No es especialmente CPD, pero puede resultar interesante:
https://twitter.com/DanAbrahams77/status/1589330144787075073
Psicólogo de TundraSports analizando su trabajo a lo largo de 6 meses:
Last week the esports team I work with won an $18,000,000 tournament
The coach, players, and management of @TundraEsports
had worked tirelessly for 6 months with myself on 5 biopsychosocial pillars to give us our best chance to win
The 5 pillars we created were:
- Leadership
- Structure
- Values/Behaviours
- Deliberate Practice
- High Performance Mindsets
The main remit from management for me was to help players be able to high perform under the intense pressure of a global audience of millions
(and 12,000 screaming fans in the arena). All of the above contributed to this (the team had historically under-performed late in tournaments).
I soon realised that for them to win - engagement across the team had to improve, they needed to be better learners, and only then did
they need performance tools
So here’s what we did:
- Leadership: we built clarity around strategy and process.
-What are we trying to do
-How are we going to do it?
-Why are we going to do it in this way?
We emphasised the importance of coach and team captain leading with clear instructions for final decisions - but also with an eye for autonomy-supportive leadership practice (players need certainty but they also need skin in the game)
Leadership isn’t leadership if strategy, tactics, and process aren’t delivered in a clear, concise, and Daniel Abrahams
- Structure: when the team arrived in Singapore for the tournament they needed certainty of daily routine.
They needed time together (social cohesion)
They needed time for rest and recuperation for well-being
Esports players tend to over-practice and under-rest. Daily structure helped reduce the chances of burnout and increased a sense of cohesion (social and task) and horizontal coherence (in all they did) across the team
- Values/behaviours: we set about creating team values and associated behaviours for two reasons:
-Consistency of behaviour, environment, and culture
-Building shared mental models (alongside task and social cohesion)
We knew that we needed a greater sense of consistency of ‘what we do’ and ‘what we say’…and so our shared values and behaviours were designed for a reasonable sense of repetition. That said, we also renounced compliance - promoting a respect for individual differences and raising the importance of contestation (uncomfortable conversation and debate are great bedfellows in any high performing team)

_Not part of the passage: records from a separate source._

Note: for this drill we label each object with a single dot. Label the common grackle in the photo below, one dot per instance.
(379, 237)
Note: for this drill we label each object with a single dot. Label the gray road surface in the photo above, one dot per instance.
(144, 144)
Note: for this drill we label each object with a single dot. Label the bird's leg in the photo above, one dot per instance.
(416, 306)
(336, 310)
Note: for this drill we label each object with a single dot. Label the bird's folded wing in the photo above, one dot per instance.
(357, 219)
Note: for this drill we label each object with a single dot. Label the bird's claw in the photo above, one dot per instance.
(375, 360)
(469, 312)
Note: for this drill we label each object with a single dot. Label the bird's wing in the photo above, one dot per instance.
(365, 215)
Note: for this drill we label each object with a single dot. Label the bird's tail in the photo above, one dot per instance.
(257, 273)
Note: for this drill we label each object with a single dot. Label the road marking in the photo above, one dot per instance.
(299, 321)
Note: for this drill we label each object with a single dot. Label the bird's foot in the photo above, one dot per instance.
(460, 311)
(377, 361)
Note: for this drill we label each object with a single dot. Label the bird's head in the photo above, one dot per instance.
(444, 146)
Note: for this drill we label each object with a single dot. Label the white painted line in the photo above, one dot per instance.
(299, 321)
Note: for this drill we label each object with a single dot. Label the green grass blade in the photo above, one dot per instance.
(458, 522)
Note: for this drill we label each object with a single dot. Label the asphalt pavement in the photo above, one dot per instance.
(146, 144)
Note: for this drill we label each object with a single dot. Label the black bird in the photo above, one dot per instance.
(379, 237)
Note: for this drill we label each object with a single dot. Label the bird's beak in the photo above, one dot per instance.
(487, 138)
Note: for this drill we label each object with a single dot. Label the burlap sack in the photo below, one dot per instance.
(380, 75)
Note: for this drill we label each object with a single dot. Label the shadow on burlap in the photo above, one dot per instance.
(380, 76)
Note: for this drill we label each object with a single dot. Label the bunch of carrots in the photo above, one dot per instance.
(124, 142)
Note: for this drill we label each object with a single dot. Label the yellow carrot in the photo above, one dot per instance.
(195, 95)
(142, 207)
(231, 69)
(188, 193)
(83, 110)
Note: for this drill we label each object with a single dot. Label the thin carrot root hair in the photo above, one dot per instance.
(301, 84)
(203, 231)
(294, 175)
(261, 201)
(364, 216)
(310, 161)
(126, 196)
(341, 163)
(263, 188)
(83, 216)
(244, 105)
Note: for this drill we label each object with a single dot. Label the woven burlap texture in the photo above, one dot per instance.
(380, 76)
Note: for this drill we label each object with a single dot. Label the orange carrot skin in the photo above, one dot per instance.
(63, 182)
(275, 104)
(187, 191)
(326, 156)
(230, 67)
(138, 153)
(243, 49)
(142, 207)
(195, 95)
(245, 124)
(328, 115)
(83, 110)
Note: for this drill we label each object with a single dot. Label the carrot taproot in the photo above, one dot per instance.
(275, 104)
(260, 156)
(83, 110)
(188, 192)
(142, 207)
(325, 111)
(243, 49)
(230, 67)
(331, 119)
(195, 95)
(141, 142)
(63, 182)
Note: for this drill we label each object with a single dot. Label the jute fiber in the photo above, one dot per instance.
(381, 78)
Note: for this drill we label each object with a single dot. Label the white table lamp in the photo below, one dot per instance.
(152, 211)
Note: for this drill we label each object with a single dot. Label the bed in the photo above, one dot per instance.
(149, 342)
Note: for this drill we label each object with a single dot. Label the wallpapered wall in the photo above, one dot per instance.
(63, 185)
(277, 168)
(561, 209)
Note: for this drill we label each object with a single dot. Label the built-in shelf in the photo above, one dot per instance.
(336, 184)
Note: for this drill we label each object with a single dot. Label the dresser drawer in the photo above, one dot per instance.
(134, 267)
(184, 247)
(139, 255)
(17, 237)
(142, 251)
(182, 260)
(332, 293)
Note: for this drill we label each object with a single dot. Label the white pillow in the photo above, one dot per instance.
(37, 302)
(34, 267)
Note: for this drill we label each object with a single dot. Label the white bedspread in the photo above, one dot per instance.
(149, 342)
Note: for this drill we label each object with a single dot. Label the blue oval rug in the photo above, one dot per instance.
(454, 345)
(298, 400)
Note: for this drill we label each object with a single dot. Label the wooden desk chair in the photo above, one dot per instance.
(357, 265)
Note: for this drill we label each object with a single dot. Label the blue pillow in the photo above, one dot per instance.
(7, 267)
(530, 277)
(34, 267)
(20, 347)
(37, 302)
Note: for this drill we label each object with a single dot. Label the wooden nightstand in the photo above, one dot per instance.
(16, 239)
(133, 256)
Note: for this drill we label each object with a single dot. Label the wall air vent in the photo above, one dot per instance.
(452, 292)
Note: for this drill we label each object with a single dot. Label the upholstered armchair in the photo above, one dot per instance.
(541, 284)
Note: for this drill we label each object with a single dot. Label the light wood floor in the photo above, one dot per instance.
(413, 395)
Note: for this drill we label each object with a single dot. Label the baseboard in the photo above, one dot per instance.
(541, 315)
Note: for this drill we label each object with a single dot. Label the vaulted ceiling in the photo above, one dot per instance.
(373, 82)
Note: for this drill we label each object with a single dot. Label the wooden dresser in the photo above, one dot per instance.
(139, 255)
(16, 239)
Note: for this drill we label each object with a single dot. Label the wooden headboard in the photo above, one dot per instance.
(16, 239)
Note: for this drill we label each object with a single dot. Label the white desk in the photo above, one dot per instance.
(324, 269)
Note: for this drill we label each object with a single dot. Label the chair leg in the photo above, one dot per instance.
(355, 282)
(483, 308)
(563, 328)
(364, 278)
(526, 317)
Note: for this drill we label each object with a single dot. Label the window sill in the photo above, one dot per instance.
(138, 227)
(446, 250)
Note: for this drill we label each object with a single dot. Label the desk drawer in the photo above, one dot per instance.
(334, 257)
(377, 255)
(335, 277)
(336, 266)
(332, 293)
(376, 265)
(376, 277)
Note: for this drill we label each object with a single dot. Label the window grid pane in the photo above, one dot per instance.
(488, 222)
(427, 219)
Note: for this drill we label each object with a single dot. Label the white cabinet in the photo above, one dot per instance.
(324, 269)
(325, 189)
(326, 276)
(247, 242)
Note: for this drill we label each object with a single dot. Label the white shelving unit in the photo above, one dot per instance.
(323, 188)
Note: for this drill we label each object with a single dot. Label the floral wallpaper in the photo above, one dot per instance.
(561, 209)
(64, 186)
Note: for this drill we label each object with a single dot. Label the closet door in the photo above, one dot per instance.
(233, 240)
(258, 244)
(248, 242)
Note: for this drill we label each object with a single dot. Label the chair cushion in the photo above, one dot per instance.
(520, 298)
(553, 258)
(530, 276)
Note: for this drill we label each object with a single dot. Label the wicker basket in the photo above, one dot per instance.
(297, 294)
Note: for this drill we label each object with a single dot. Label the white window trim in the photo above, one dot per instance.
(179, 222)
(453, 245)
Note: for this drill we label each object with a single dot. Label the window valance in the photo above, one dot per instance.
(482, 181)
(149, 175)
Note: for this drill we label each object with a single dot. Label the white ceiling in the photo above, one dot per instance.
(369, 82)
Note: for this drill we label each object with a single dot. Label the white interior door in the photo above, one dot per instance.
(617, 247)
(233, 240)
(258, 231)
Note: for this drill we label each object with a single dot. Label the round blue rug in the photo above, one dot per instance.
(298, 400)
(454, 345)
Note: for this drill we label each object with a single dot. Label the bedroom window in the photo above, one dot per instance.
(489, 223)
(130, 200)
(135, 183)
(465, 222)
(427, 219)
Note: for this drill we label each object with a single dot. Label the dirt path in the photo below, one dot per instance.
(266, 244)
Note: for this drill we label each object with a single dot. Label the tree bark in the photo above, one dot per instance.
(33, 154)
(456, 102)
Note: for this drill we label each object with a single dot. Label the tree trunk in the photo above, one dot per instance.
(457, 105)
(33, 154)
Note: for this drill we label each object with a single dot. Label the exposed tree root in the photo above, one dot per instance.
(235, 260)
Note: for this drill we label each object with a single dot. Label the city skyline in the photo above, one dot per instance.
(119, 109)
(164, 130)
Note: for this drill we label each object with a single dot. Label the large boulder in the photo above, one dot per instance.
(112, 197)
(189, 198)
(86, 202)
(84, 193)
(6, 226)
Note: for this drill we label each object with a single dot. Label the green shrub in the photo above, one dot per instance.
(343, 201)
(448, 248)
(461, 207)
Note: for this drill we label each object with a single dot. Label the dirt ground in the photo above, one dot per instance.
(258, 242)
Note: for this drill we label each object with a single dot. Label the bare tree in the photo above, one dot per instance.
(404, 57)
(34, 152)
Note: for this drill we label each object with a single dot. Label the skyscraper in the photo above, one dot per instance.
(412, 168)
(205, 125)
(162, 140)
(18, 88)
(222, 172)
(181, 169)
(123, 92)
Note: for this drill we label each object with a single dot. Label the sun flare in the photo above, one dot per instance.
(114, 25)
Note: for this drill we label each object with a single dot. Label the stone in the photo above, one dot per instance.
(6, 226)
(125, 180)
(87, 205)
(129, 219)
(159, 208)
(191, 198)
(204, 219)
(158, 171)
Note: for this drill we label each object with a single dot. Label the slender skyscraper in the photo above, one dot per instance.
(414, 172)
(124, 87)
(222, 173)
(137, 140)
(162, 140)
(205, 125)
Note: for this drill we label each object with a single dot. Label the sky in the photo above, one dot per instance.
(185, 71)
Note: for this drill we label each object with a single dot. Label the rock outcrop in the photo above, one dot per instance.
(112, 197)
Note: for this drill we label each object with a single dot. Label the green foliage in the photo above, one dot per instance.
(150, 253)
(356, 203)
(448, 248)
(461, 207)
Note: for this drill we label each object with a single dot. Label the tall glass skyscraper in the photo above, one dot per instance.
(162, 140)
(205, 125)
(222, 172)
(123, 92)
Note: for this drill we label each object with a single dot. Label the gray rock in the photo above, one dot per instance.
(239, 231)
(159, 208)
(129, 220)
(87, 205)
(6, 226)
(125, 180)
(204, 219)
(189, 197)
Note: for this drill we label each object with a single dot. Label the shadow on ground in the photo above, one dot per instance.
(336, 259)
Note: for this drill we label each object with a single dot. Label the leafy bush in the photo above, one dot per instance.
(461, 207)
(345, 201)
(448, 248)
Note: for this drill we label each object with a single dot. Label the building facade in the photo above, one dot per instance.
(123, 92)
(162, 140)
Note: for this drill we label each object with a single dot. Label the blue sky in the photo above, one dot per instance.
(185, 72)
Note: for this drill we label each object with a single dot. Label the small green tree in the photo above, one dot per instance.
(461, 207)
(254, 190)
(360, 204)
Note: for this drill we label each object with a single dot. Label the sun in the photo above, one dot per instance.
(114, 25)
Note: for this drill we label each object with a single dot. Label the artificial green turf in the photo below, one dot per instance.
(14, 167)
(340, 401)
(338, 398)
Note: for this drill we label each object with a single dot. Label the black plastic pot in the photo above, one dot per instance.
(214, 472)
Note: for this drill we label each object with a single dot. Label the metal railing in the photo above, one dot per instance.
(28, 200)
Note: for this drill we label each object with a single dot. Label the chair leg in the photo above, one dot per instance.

For example, the combination of our values of ‘honesty’ and ‘support’ enabled us to discuss and debate as healthily and as safely as possible.
Our combined values and behaviours may have led to contestation but it also worked in servitude for certainty. Our strategies became clearer as they were debated across the team…leading to a greater sense of having shared mental models (we all strategically know what we’re doing here and we know how we’re going to do it!)
- Deliberate practice: we decided that every practice session (which are called ‘Pubs’ and ‘Scrims’ in this world) required a deliberate execution. This meant effortful attention. It meant specific objectives enveloped in specific feedback.
Borrowing from the work of Anders Ericsson, we decided to practice better than everyone else in this space by making sure that practice was goal-oriented (which it tends not to be in this space), with attention to specific strategies we intended to use in a tournament setting
- High Performance Mindsets: and now our competitive raison d'être. We made it our number one job to compete in our High Performance Mindset (HPM). And to become accomplished at noticing a drop to our Low Performance Mindset (LPM). Individual and team mental frameworks became critical essentials in our search for excellence and subsequently in our capacity to high perform under the most intense pressure
This started by helping each player know their HPM. This revolved around what helped them pay attention (and deal with distractions); what helped them compete at an optimal intensity (and not dropping too low or rising too high); and what help them execute decisions with a positive intent (rather than being and feeling inhibited)
Mental techniques such as attention shifting, self-talk, and embodied solutions were utilised.
And so there we have it. Of course, my work was a small cog in a large wheel, but the fact the team took these seriously, put HPM first in competition, and were willing to incorporate me into their set up and culture speaks volumes for their openness and ambition.